March 12, 2013
Emissions Models Underreporting Ozone Reductions, Claim Researchers
redOrbit Staff & Wire Reports - Your Universe Online
Ground-level ozone may be falling even faster than popular prediction models have been reporting, according to new research conducted by environmental experts at Rice University in Houston, Texas.
The study suggests that recent pollution controls designed to cut down on industrial and vehicular emissions may be doing a better job of lowering dangerous ozone levels than even the Community Multiscale Air Quality (CMAQ) model has calculated.
In fact, the CMAQ may have misjudged ozone level reductions by 20 to 60 percent, the authors claim in a paper published online by the journal Atmospheric Environment. The effect is especially prevalent in the northeast, where the effect has surpassed what had been expected following cuts to nitrogen oxide (NOx) emissions between 2002 and 2006.

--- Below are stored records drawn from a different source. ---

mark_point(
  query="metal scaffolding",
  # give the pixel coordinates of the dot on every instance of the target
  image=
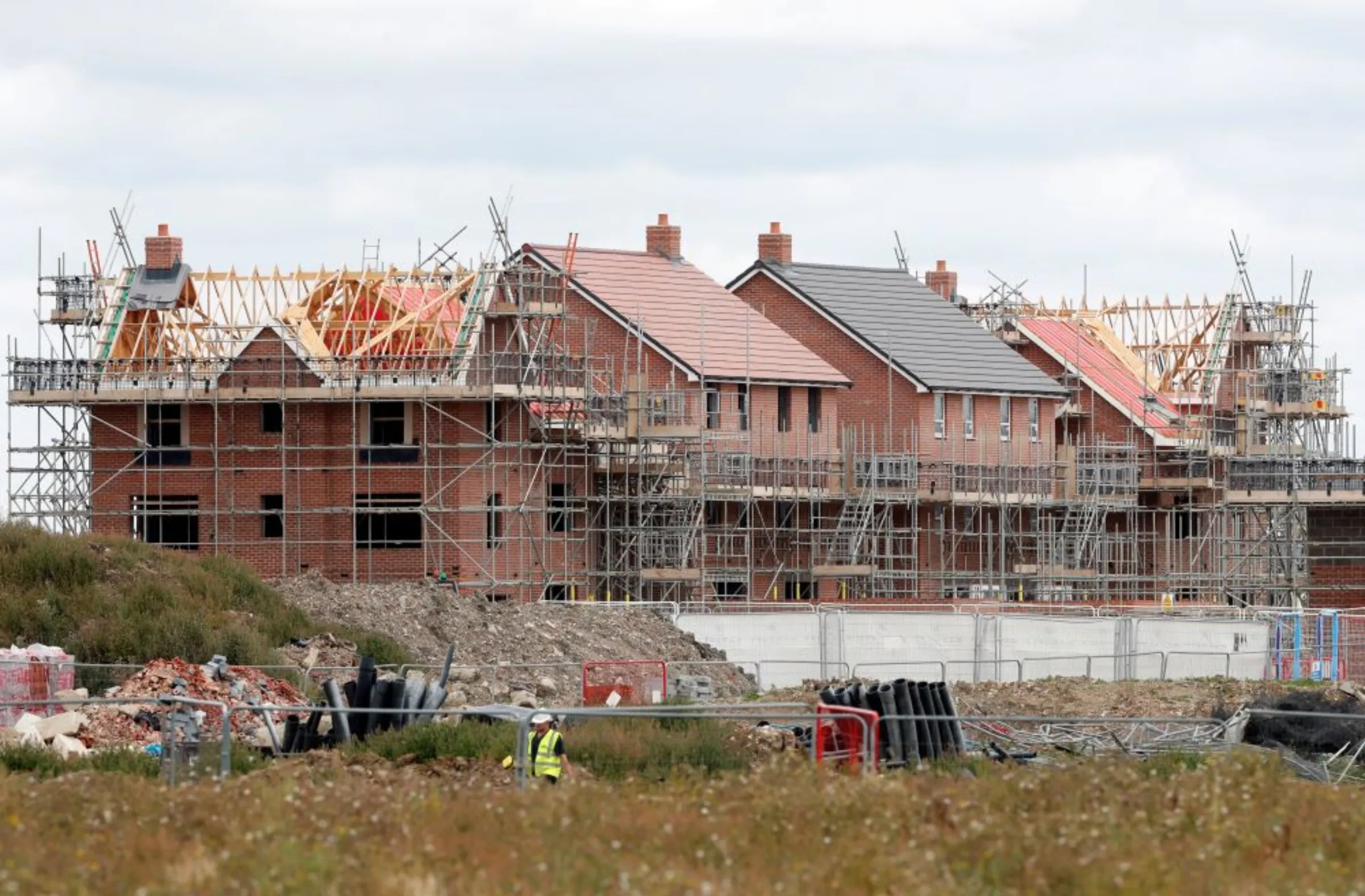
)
(462, 423)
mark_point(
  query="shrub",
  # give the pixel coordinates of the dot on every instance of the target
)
(429, 742)
(653, 748)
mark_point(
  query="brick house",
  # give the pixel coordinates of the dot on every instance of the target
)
(949, 432)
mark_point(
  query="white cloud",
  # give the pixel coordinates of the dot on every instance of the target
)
(1029, 138)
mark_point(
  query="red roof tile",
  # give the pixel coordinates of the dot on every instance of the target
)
(693, 317)
(1072, 344)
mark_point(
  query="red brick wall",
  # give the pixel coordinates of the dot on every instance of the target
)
(1337, 557)
(885, 411)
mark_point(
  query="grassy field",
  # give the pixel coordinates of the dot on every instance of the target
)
(1234, 824)
(117, 600)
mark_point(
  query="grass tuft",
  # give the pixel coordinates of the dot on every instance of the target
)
(115, 600)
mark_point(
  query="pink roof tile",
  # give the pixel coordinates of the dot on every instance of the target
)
(693, 317)
(1072, 344)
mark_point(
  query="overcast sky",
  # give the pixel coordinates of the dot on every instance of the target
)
(1029, 138)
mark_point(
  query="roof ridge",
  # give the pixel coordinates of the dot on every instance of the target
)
(867, 268)
(602, 250)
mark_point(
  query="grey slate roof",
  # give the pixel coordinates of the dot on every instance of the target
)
(926, 336)
(158, 289)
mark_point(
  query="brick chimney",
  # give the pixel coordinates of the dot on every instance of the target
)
(942, 281)
(164, 251)
(664, 238)
(775, 246)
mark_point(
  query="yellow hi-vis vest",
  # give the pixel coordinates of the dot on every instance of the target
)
(545, 763)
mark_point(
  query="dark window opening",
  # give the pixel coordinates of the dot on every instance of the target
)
(388, 423)
(732, 591)
(1184, 524)
(557, 517)
(272, 516)
(167, 520)
(272, 416)
(493, 524)
(166, 426)
(492, 422)
(388, 521)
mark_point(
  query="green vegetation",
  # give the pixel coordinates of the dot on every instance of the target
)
(115, 600)
(43, 763)
(429, 742)
(1233, 826)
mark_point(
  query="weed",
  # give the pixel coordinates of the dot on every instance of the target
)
(428, 742)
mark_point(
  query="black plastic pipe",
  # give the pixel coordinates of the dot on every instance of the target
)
(891, 727)
(926, 708)
(291, 733)
(950, 710)
(363, 697)
(413, 695)
(909, 738)
(379, 700)
(398, 700)
(944, 724)
(340, 730)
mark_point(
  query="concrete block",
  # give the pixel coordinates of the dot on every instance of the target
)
(63, 723)
(69, 748)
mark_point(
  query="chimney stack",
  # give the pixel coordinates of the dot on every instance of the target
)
(942, 281)
(664, 238)
(775, 246)
(164, 251)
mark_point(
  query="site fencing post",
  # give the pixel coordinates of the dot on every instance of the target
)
(226, 729)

“The models have been underpredicting how much benefit we get from controlling NOx emissions in some instances,” said Daniel Cohan, an assistant professor of civil and environmental engineering at the university. Cohan authored the study along with Wei Zhou, a Rice graduate student, and Dr. Sergey Napelenok, a scientist working in the US Environmental Protection Agency´s (EPA) Atmospheric Modeling and Analysis Division.

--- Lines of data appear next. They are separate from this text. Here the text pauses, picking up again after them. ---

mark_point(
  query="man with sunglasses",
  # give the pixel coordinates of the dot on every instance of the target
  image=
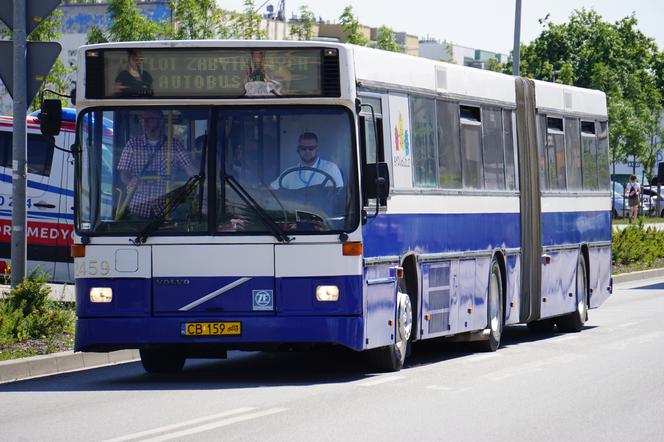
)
(312, 169)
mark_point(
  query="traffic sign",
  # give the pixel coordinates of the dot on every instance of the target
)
(37, 11)
(41, 56)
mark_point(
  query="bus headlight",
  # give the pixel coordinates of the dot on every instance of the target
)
(101, 294)
(327, 293)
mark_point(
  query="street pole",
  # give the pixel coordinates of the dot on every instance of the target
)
(516, 52)
(18, 251)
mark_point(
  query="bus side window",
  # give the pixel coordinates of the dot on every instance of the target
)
(40, 154)
(369, 135)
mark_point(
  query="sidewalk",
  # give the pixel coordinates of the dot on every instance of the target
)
(66, 361)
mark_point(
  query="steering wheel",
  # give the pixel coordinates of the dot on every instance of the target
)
(326, 176)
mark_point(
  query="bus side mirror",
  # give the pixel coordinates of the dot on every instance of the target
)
(50, 117)
(376, 183)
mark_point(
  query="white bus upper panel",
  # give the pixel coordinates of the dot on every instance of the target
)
(373, 67)
(569, 99)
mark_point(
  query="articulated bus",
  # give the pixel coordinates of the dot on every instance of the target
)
(271, 194)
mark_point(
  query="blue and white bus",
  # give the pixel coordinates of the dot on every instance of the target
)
(273, 194)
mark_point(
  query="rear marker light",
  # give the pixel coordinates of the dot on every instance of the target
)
(327, 293)
(101, 295)
(353, 248)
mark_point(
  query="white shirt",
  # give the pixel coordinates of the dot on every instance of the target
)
(633, 186)
(302, 178)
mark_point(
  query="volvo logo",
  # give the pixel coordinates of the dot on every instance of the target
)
(172, 281)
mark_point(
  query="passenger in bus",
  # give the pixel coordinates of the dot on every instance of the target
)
(145, 168)
(134, 81)
(322, 172)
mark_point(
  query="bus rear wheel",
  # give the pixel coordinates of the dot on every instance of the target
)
(392, 357)
(157, 360)
(574, 322)
(495, 318)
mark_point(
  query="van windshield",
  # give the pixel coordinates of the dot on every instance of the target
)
(217, 171)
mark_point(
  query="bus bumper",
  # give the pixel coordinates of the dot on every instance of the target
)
(108, 334)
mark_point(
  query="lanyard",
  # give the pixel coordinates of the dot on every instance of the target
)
(311, 174)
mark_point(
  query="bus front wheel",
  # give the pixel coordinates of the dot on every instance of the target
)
(392, 357)
(161, 360)
(495, 318)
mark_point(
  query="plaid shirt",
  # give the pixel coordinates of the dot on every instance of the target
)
(141, 159)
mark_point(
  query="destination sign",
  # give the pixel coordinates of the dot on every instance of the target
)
(204, 73)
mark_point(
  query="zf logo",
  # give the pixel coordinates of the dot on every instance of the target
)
(263, 300)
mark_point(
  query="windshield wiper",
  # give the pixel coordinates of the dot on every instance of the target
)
(277, 231)
(173, 200)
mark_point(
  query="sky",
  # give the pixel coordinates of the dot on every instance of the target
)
(481, 24)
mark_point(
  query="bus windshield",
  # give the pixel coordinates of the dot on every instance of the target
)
(217, 170)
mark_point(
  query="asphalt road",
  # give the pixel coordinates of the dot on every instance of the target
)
(603, 384)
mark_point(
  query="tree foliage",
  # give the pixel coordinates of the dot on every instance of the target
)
(616, 58)
(127, 24)
(386, 40)
(351, 27)
(303, 28)
(56, 79)
(246, 25)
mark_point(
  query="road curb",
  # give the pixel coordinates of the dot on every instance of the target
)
(25, 368)
(65, 361)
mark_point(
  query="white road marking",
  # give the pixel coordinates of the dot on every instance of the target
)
(477, 358)
(380, 380)
(564, 338)
(439, 387)
(213, 425)
(180, 425)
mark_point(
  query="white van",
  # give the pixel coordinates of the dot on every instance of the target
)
(50, 197)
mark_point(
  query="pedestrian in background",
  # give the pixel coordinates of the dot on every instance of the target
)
(633, 190)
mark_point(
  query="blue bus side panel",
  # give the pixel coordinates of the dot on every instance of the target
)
(131, 297)
(575, 227)
(600, 275)
(439, 302)
(380, 306)
(513, 296)
(390, 235)
(558, 282)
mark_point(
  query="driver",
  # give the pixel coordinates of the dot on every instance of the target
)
(298, 177)
(149, 155)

“Following major controls of NOx, ozone has come down more quickly than anticipated,” Cohan added. “This is good news. But it also poses a challenge because states rely upon models to predict whether they´ll attain ozone standards in the future. If the models have key uncertainties that affect their responsiveness, that can affect the states´ control strategies.”

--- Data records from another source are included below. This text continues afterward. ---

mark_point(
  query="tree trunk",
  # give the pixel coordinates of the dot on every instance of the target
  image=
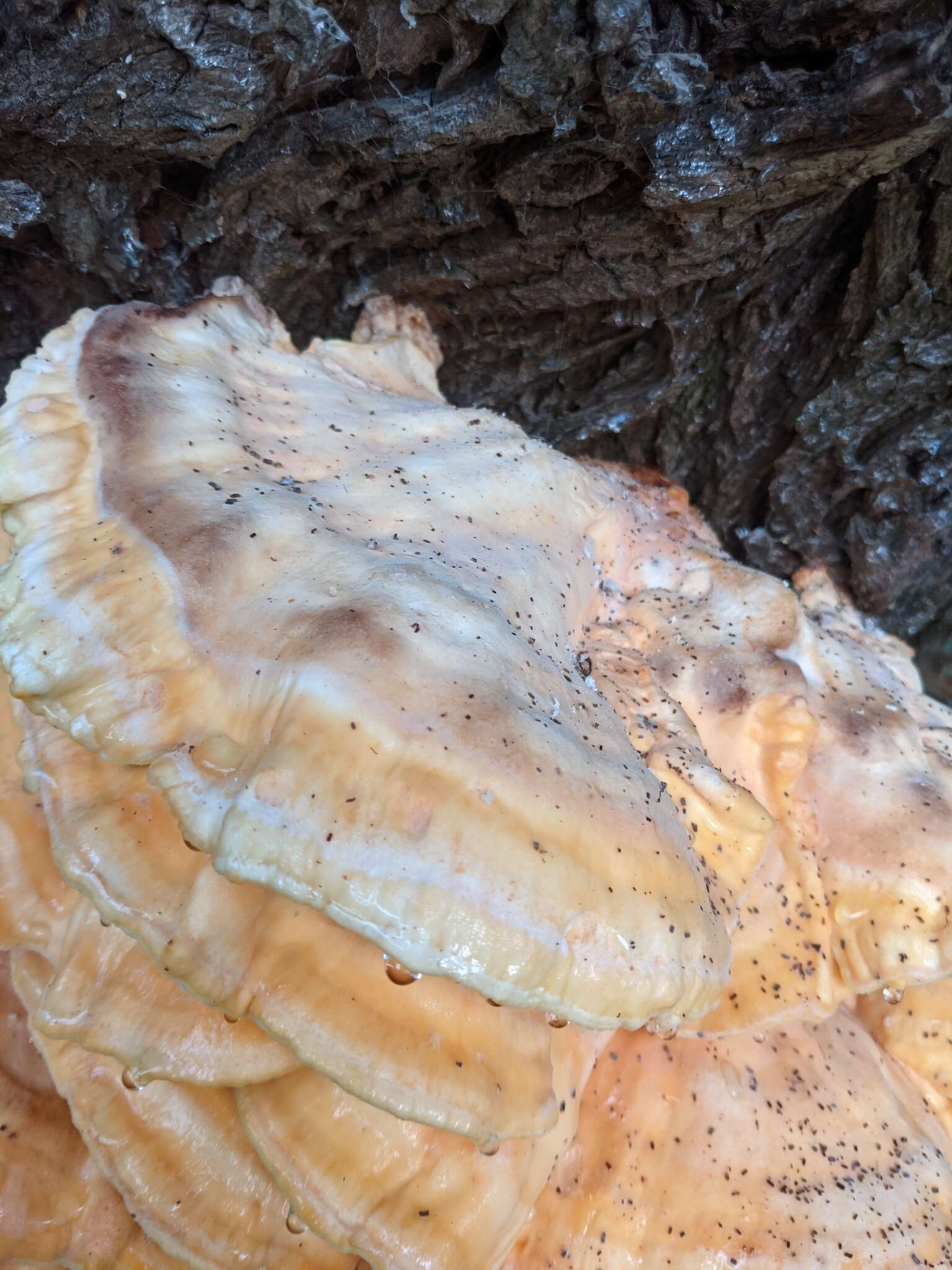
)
(711, 236)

Rather than being emitted directly, ozone actually forms from NOx and hydrocarbon emissions that combine close to ground level. In order to help states comply with EPA standards for ozone — which are currently at 75 parts per billion (ppb) — modeling of the complex chemistry behind the process is required, the researchers explain.
More than a decade ago, the EPA mandated a cap-and-trade program known as the NOx SIP Call, which was designed to lower emissions of the ozone-forming compound from states in the eastern US.
During the first four years following the program´s implementation, the emission levels served as a sort of real-world experiment that allowed the Rice University team to determine exactly how accurate computer modeling was at predicting improving air quality conditions. As it turns out, the simulated drop in ozone was 4.6 ppb, but observational research put the levels at 8 ppb — a significant difference, according to the researchers.
“How ozone responds to changes in NOx and hydrocarbons is a nonlinear chemistry,” Cohan said. “So it´s certainly possible that even the best models could be slightly inaccurate in defining those relationships. It tells us that, as modelers, we need to revisit the formulations, especially the chemistry.”
“The goal of everyone in the process is to reach attainment in the most cost-effective manner possible, and we need accurate models to inform those decisions,” he added.